Including my parents. 



It was one of those early-spring, grade school nights. Baseball practice had just started and my buddy Troy, along with his parents, joined us for dinner after our first practice. While us kids were upstairs blaring Dead Serious by Das EFX, the parents sat around the kitchen table, smoking butts and sucking down a few beers. At some point into the night, for reasons I can no longer remember, I tip-toed down the stairs, so as not to disturb the adults, when I heard them discussing Basic Instinct. Apparently, my parents had a night at the movies without me and they were describing the erotic thriller in fairly graphic detail to Troy’s parents, who had yet to see the film. I sat at the bottom of the stairs, listening to the lamest people I knew describe various acts of debauchery that my virgin ears could barely comprehend. Then the talk turned. 
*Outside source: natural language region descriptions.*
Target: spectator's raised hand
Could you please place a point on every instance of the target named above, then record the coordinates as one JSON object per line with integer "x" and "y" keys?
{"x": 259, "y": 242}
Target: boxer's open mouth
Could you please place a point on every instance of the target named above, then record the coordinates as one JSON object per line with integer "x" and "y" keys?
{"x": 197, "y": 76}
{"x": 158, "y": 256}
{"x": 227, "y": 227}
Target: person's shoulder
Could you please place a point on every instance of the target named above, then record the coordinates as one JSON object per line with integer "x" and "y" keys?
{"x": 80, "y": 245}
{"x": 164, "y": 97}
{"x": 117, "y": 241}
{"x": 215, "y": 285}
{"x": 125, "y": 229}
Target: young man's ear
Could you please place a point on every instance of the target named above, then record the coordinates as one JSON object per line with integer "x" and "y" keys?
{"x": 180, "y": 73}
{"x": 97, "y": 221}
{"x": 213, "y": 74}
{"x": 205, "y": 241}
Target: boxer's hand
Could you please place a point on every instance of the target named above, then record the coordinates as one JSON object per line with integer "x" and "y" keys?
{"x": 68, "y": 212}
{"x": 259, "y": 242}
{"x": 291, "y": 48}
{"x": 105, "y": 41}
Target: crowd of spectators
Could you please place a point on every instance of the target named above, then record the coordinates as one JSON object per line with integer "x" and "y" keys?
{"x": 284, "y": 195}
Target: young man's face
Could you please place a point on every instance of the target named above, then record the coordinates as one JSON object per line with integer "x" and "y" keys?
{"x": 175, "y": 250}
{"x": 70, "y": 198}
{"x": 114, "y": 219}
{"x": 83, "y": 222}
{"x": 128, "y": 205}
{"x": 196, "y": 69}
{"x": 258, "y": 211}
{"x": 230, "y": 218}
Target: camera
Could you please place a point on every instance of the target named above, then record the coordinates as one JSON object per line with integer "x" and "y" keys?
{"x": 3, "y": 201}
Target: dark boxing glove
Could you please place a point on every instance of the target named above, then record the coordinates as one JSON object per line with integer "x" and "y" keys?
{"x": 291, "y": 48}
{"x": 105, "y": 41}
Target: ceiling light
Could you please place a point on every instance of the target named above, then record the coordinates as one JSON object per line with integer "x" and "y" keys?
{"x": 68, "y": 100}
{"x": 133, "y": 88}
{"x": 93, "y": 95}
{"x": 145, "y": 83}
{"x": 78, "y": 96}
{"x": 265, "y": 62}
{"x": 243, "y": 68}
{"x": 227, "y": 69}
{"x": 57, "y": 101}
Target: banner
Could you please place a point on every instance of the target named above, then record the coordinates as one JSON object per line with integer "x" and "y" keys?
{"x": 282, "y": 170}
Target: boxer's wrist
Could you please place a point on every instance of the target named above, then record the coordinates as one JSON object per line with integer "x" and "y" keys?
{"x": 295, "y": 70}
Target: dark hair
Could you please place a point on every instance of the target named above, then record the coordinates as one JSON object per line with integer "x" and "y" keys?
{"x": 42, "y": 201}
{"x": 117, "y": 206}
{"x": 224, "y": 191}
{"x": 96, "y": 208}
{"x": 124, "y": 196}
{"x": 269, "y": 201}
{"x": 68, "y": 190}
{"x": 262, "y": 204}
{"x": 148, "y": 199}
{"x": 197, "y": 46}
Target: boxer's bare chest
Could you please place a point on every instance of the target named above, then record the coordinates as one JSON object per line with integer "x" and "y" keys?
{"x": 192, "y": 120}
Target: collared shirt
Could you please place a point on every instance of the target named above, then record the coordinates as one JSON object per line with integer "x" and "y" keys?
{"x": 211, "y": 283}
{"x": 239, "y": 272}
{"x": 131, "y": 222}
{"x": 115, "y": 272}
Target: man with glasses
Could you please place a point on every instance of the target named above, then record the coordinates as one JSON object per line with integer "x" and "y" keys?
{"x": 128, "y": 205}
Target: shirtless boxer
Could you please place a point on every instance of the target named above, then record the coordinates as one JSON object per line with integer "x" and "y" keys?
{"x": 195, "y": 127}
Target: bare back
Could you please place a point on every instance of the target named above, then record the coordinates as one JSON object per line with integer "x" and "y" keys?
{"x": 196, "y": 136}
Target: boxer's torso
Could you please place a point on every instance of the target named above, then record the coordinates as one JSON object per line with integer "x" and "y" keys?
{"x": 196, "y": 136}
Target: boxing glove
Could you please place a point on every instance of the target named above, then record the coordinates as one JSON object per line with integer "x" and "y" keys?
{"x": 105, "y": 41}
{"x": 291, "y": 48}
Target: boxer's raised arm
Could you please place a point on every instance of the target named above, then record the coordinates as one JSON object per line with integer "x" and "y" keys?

Like a pair of gossips, my parents started to divulge some secrets another couple had told them about their sex life. That is when I heard my father say these exact words: “They wanted to experiment.” Holding back chunks of pepperoni pizza, Pepsi and bile from spewing out of my mouth, I continued to eavesdrop on some serious Skin-a-max shit. I was equal parts disgusted and intrigued. Some kids walk in on their parents having sex; I pried my parents dishing other people’s kinks. In some ways, this was worse. 

I’m sure Joan and Bill Martin will appreciate my not sharing the details of their sordid sex life. Unlike my blabbering folks. I will say this: My mind wonders if they still own that swing. 

So, yeah, Basic Instinct, a very sexy movie.